Compassion, not death

RAMIREZ

I literally grew up and spent most of my youth in the city’s red light district in Barangay Kamagayan where, during my adolescence days, not only bawdy houses and bars were situated but also makeshift drug dens.

I have been a witness to how drug users plummet to extinction and how few of them recovered and bounced back to being useful to society.

Most parakyanos of the drug dens and drug dealers started in their teens where a naïve invitation to cut class to unwind ended up in a drinking binge in a crude bar in the interior portion of the barangay away from the prying eyes of school authorities. Neophyte drug users usually start with curiosity and the pressure to show allegiance to his group.

I could not stereotype from which kind of family the victims of drug addiction come from because they are a mix of the children of the rich, middle class and poor families.

The menace of drug addiction could not also be totally blamed on parents who are too busy with their work and business or to an absentee parent working abroad because there are also several of them who come and dropped by the barangay just to prevent their drug user child from frequenting the place.

Drug addiction is a problem that knows no bounds because it affects everyone. Nonetheless, it is not a hopeless predicament but rather a temporary setback on the part of the person who has been a victim of illegal drug abuse.

Although we could not hide the fact that many died due to illegal drug abuse, we could also not deny that there are countless who survived and are now functionally reintegrated to the society after overcoming their problem in substance abuse.

The causes of the problem of drug addiction are as myriad as the stars in the sky at night and no single template can fit all even if it is coming from a president who has been voted upon by more than 16 million Filipinos.

One could not simply kick the bad habit of drug use out of fear that they would get killed by members of the police raiding team because, in the mind of a drug user, the absence of the addictive substance is as fatal as the gun-wielding government agents and the mysterious vigilantes.
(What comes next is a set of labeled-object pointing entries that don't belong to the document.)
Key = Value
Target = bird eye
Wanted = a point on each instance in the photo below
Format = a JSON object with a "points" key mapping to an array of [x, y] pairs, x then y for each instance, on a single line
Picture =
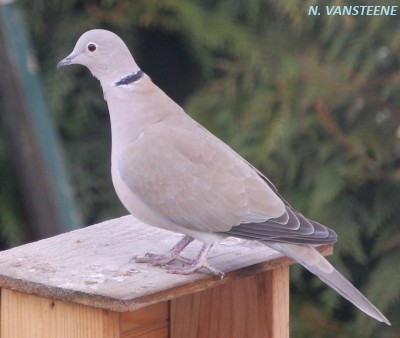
{"points": [[91, 47]]}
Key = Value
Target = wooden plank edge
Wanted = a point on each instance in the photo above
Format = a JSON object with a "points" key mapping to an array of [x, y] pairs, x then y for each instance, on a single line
{"points": [[124, 305]]}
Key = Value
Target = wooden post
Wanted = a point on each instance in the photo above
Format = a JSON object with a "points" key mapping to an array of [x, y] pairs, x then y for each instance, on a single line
{"points": [[81, 284]]}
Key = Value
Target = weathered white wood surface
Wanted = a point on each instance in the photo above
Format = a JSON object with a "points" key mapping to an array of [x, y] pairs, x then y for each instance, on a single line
{"points": [[92, 266]]}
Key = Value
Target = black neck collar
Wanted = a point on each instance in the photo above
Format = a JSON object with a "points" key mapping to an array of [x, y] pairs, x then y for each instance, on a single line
{"points": [[129, 78]]}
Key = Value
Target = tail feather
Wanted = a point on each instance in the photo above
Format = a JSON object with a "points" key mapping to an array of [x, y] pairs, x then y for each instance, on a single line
{"points": [[311, 259]]}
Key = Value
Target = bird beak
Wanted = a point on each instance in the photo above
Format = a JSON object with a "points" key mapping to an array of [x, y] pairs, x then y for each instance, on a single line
{"points": [[67, 61]]}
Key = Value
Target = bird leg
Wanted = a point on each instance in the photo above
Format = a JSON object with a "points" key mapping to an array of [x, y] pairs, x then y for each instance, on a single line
{"points": [[173, 254], [199, 262]]}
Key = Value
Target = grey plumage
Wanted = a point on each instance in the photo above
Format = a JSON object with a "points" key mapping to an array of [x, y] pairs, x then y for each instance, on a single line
{"points": [[170, 172]]}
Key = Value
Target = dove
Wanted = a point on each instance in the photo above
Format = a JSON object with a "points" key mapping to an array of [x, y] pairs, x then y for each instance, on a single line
{"points": [[170, 172]]}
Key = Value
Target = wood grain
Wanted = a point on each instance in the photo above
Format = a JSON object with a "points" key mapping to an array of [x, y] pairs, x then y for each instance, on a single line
{"points": [[29, 316], [91, 266], [255, 306]]}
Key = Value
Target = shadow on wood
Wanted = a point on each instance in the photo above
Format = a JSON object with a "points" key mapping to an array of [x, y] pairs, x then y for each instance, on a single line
{"points": [[81, 284]]}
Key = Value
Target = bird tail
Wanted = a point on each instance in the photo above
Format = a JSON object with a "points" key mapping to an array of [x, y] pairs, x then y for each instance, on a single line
{"points": [[312, 260]]}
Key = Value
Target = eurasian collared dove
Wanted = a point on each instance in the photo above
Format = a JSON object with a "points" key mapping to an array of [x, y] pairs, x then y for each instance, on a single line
{"points": [[172, 173]]}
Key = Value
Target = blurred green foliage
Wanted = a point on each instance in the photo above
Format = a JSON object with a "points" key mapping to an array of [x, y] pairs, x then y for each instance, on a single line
{"points": [[312, 101]]}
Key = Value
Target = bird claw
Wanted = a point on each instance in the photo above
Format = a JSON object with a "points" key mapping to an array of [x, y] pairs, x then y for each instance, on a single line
{"points": [[193, 267], [159, 260]]}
It is the same thoughts that lurk in the minds of those who are into the business of illegal drugs: the warning of President Rodrigo R. Duterte to exterminate all of them is as fatal as letting go of the business that afforded them with luxuries in life.

The war on drugs should not all be “political will” coupled with the audacity to slaughter through extrajudicial methods those who refused because once the killing starts, it could not be contained to only those who are involved in the drug trading.

According to the Manila Archbishop Luis Antonio Cardinal Tagle in his pastoral letter following the killing of 17-year-old grade 11 student Kian Loyd delos Santos in the hands of authorities, “the illegal drug problem should not be reduced to a political or criminal issue.”

The illegal drug problem surely could not be solved by killing alone because something objectionable is not effective in eradicating equally questionable behavior.

The killing of suspected drug dealers and users could not address the problem of drug menace because it will only fuel another form of hatred that, if not addressed with the right solution, could become a potent formula for the annihilation of our generation since hatred could never result in affection.

For those who are walking in the corridors of power, please whisper to the President to consider the stories of those families who has a member killed by the drug war, those who continue to struggle with a family member still into substance abuse, and drug addicts who recovered to give faces to the different phases of the drug problem.